Analysis and optimization
The main objectives of the project are the technical and economic analysis and optimization of network expansions and usage of local energy storage systems. As part of the project a redox-flow storage of the company Gildemeister energy solutions will be integrated into the distribution network and adapted to a new demand profile, due to the rapid increase in the use of renewal energies. The most important intermediate steps are: Identification of network characteristics for achieving an effective optimization of network expansion versus the implementation of decentralized energy storage systems; Development of battery inverters for 200 kW DC / 630 kVA redox-flow batteries; Demonstration and confirmation of the analytically identified network optimization measures.
The scientists developed a simulation-model to determine the optimal placement of big stationary batteries within distribution grids with high shares of reneable energies. The aim of the model is to facilitate a wide scale mentation of stationary batteries into the German electrical grid. Currently the memory is deployed in a way that, by using smart voltage control at the site of installation, not only the local grid expansion is reduced but at the same time primary control reserve is provided, which is the most lucrative application area for large-scale batteries under the current conditions.
Result in three steps
Phase 1: Optimization of the location of a redox flow battery in the grid of the DSO LVN (LEW Verteilnetz GmbH) by using simulation tools; development of a battery inverter (first year)
Phase 2: Integration of the battery into the grid of LVN and validation of the simulation modells using measured data (second year)
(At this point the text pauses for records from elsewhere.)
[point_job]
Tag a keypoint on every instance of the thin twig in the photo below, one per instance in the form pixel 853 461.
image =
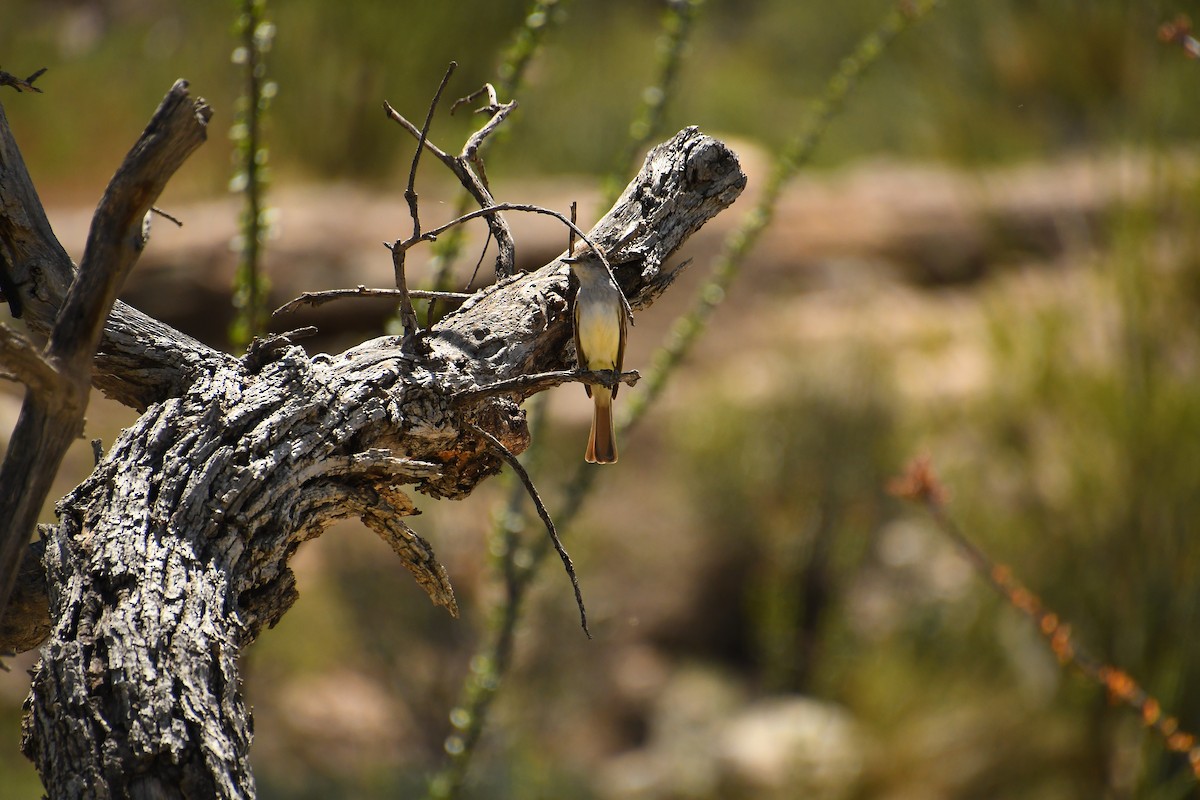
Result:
pixel 411 190
pixel 329 295
pixel 463 169
pixel 27 84
pixel 528 385
pixel 155 209
pixel 400 247
pixel 921 485
pixel 507 455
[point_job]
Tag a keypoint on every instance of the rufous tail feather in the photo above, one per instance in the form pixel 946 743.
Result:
pixel 601 443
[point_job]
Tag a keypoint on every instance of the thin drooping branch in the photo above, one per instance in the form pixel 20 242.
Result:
pixel 519 468
pixel 52 417
pixel 922 486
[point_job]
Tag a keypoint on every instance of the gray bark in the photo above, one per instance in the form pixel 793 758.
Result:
pixel 173 554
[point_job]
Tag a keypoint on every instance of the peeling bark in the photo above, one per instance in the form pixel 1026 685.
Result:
pixel 173 554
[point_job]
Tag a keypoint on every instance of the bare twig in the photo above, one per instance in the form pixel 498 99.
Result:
pixel 400 247
pixel 329 295
pixel 411 190
pixel 507 455
pixel 155 209
pixel 921 485
pixel 430 235
pixel 463 169
pixel 528 385
pixel 27 84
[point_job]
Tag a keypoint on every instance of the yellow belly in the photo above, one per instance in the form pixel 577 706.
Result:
pixel 599 330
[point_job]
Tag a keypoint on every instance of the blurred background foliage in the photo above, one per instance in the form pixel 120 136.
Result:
pixel 771 624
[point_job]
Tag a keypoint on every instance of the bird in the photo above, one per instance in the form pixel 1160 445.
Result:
pixel 599 344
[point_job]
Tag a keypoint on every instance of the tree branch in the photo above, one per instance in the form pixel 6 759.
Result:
pixel 53 416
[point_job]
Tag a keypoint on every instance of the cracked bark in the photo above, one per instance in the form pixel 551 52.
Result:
pixel 173 554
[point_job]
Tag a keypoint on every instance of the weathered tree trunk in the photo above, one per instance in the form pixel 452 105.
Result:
pixel 173 554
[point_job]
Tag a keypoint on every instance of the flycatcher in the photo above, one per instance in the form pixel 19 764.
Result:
pixel 599 344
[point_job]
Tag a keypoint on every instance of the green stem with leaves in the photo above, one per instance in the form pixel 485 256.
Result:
pixel 491 665
pixel 255 35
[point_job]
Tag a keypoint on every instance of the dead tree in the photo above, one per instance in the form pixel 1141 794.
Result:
pixel 173 554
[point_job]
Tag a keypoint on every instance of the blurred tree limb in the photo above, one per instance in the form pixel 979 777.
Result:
pixel 173 554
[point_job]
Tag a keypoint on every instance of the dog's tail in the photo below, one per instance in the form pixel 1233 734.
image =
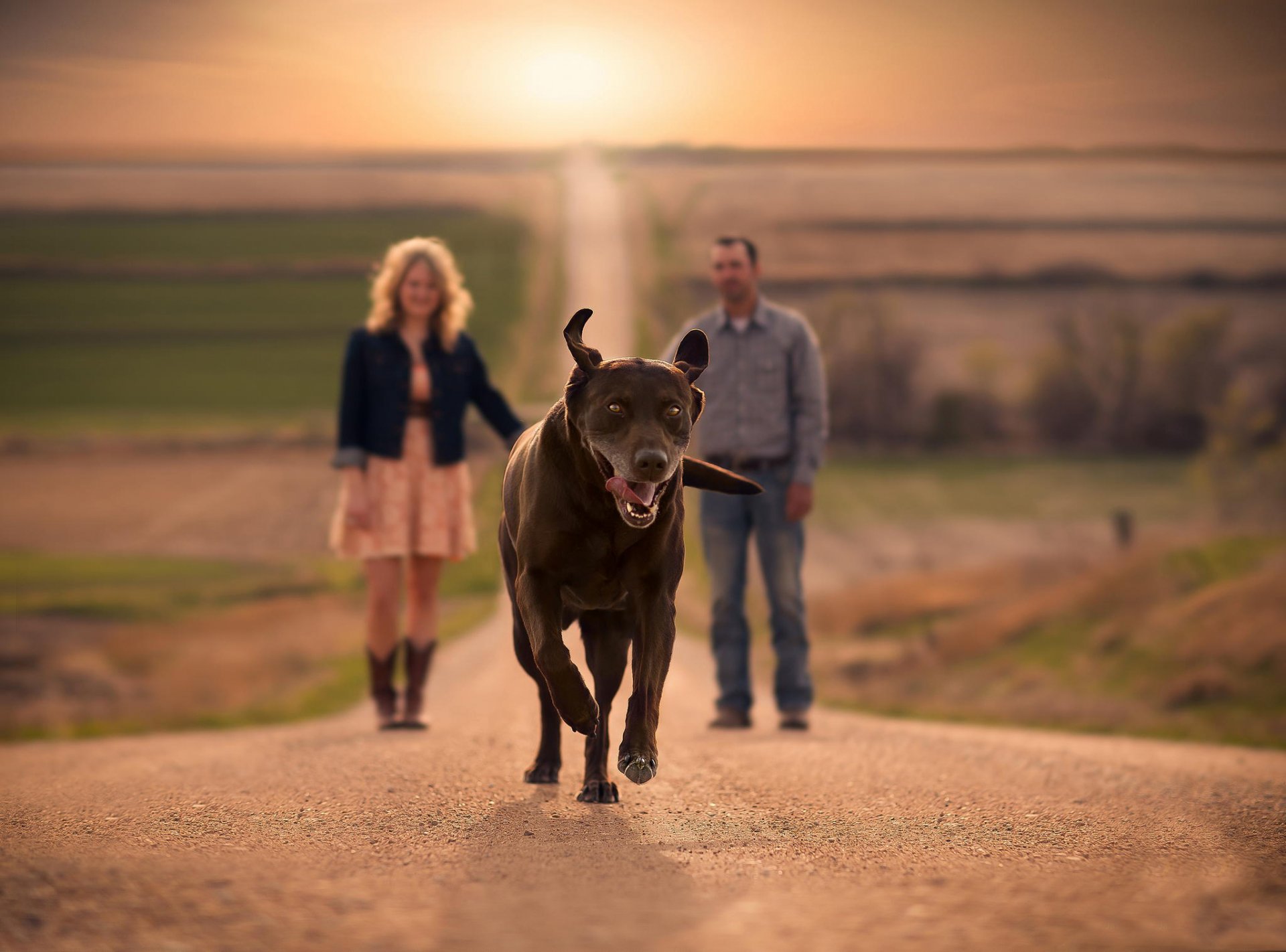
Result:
pixel 707 476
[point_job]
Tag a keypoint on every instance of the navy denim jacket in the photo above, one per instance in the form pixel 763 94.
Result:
pixel 376 396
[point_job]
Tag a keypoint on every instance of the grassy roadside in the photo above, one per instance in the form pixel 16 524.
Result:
pixel 123 347
pixel 104 645
pixel 1178 641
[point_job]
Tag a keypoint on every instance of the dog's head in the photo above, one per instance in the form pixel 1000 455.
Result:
pixel 636 416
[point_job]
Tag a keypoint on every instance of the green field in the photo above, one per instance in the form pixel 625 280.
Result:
pixel 128 352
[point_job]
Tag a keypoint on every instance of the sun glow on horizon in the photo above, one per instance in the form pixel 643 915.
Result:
pixel 566 78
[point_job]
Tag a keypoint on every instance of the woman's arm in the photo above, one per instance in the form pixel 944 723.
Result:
pixel 494 408
pixel 350 441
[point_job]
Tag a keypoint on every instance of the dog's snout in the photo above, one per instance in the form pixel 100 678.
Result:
pixel 650 464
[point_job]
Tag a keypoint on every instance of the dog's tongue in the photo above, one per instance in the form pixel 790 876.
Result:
pixel 640 493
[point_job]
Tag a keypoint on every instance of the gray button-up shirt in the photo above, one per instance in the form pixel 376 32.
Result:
pixel 766 392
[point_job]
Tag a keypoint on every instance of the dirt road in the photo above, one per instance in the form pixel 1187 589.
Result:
pixel 869 831
pixel 598 274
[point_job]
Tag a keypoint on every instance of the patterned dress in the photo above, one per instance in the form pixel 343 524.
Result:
pixel 416 507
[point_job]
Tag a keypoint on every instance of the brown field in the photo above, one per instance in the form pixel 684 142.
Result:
pixel 971 252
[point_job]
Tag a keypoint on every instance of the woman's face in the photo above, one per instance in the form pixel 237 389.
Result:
pixel 418 295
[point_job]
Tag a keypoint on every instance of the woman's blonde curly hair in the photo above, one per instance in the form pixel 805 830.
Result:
pixel 455 306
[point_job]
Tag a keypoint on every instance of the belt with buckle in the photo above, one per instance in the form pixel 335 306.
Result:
pixel 747 464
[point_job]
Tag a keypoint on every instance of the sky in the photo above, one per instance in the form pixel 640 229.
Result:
pixel 141 76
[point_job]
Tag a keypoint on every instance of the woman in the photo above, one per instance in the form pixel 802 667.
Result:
pixel 408 377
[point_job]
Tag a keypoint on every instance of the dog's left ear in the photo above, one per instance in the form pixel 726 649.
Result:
pixel 587 358
pixel 693 355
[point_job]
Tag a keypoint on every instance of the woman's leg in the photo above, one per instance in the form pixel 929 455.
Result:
pixel 422 599
pixel 384 580
pixel 422 637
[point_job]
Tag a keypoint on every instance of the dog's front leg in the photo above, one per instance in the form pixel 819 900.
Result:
pixel 654 644
pixel 542 615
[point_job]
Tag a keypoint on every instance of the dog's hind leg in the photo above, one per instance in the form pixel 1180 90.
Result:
pixel 606 653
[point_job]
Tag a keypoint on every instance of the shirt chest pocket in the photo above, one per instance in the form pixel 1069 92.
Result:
pixel 771 370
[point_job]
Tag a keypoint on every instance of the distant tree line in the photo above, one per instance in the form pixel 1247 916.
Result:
pixel 1106 382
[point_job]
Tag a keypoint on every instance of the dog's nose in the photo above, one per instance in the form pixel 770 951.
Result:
pixel 650 464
Phase 3: Development of a concept for the integration of large batterie storage systems into distribution grids; technical and economical evaluation of grid extension versus integration of battery systems into the distribution grid (third year).
At first the actual and the future penetration with renewable energies of the LVN grid is analyzed and the impact of the battery implementation on the distribution grid is simulated. The goal of the simulation is to determine the optimal storage size from an economical point of view and to evaluate the technical specifications of a redox flow battery for the implementation in distribution grids, especially the dynamic behaviour.
In parallel to the tasks mentioned above an inverter in the power range of 200 kW/ 500 kVA suitable for redox flow batteries and able to provide ancillary services will be developed by SMA AG. The Younicos AG develops the definition and the realization of the interfaces between the distribution grid operator, the inverter and the battery.
Based on the simulation results a battery storage of the company Gildemeister energy solutions according to the determined specifications will be planned and integrated into the local distribution grid on an optimal grid node.
Finally, an economic and technical overall concept for the integration of redox flow batteries into the grid as well as a concept for their operation will be developed. The results of the projects will show, whether redox flow batteries are suitable to play an signigicant role in a turnaround in the energy policy toward a energy system based on renewable energies, or not.